The primary function of insurance is to manage risk for customers. Instead of taking on all the responsibility of a significant financial loss, the customer can buy the responsibility of this loss from an insurance company. This, as well, is where insurance becomes more than just about having the right safety net and rather a pillar of smart money management.

Insurance companies as investors

When customers make an investment with an insurance company by purchasing coverage, the customer gives the company money long before there is a potential loss to cover.

Because premiums collect, a huge pool of cash builds up in an insurance company’s balance sheets to be invested in stocks, bonds, and real estate, all in the hopes that these investments will make the company rich enough to cover losses if and when they occur.

In other words, many insurance companies invest substantial sums in large corporations around the globe and are, therefore, major forces within the broader global financial market.

Underwriting is the heart of finance

Without utilizing vast amounts of data and research, underwriting could not happen.
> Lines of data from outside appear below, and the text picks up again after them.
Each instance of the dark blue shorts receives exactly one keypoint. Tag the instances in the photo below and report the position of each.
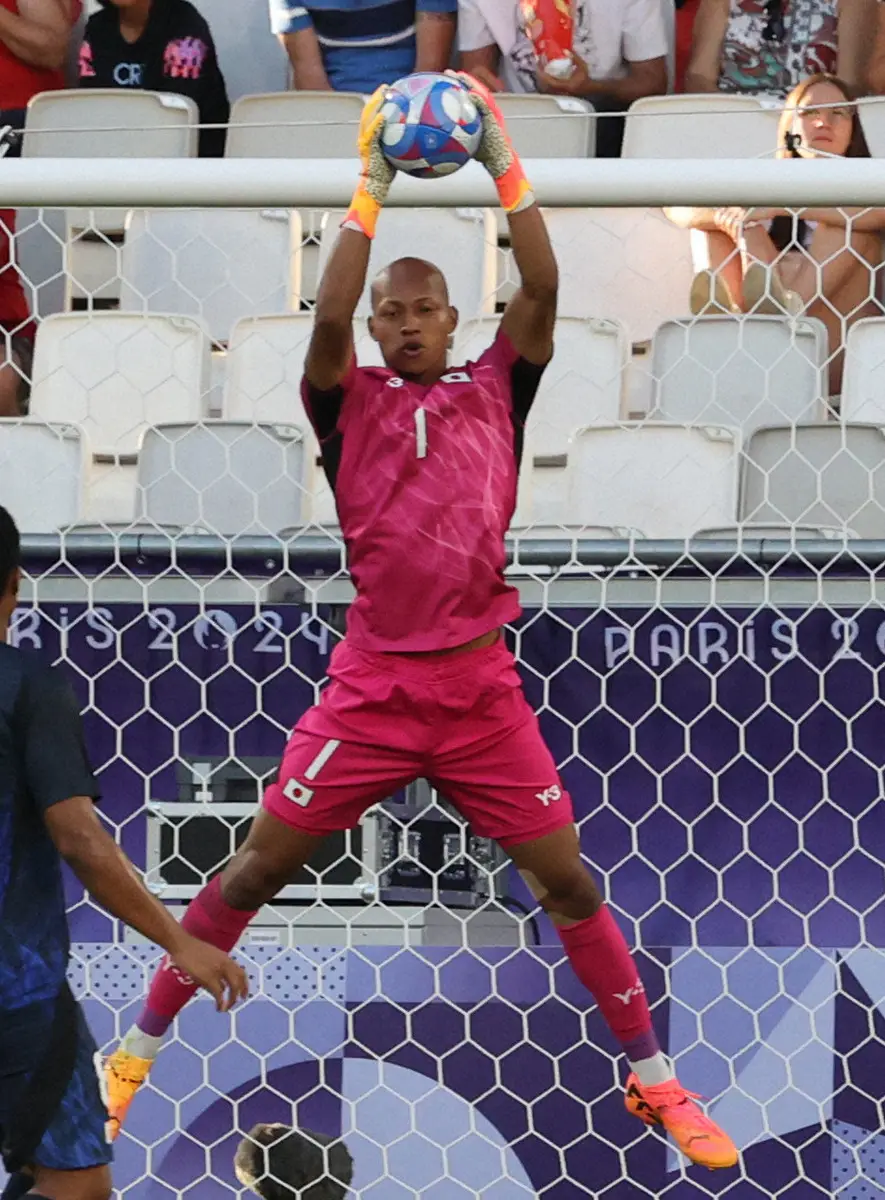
(74, 1132)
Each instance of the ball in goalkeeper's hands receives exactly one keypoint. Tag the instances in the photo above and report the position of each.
(431, 125)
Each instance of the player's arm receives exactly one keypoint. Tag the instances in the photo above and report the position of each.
(876, 71)
(858, 21)
(531, 313)
(62, 786)
(38, 33)
(331, 348)
(434, 34)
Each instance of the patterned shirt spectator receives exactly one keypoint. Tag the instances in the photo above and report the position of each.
(620, 49)
(359, 45)
(770, 46)
(157, 46)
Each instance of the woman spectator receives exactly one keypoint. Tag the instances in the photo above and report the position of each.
(158, 46)
(819, 262)
(34, 42)
(770, 46)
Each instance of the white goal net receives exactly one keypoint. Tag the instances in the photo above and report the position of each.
(698, 546)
Insurers and actuaries leverage statistical probability data, as well as a customer’s exposure to various financial risks, to make estimations about potential policy costs.

This is much like what happens in the lending and investment sectors.

Reinsurance allows market stability

If an insurance company takes on a claim that is excessively high, the claim may cause it to go out of business. Reinsurance is an insurance policy purchased by an insurance company from other insurance providers that allows it to shed the risk for significant losses.

By moving this risk through the global insurance industry, the overall market is more stable.

Insurances and links to the Capital Markets

One great example is the catastrophe bond which is, in fact, an investment by an insurer into transferring risk for catastrophic events such as natural disasters to an investor.

Reassuring Lenders

Lenders will often require an insurance policy, or multiple ones, to be in place to act as collateral for an investment in property or life insurance.

Regulators also regard these industries to be Similar

Insurance providers like other institutions manage huge quantities of capital, so it is natural for insurers’ regulators to have the same kinds of concerns about risk and financial solidity.

How Insurance Aids in Business Finance

Even when things are predictable, companies will often make provision for unforeseeable circumstances.

Insurance of business assets, risk coverage for property, liability and general insurance plans help ensure the financial solidity of a company.

Technological advancements tie the industries tighter

Innovation through “insurtech” is also leading to innovation in both industries. Many new businesses use data analytics, AI and predictive modeling, along with more sophisticated financial tools to win market share through better pricing and joint products.

Wrap-up

Although insurance and finance may differ in the main functions – the management of money for one, the protection against risk for the other – they work together hand in hand to provide financial security and economic stability for both consumers and businesses.

We will all need to be prepared to better understand this relationship.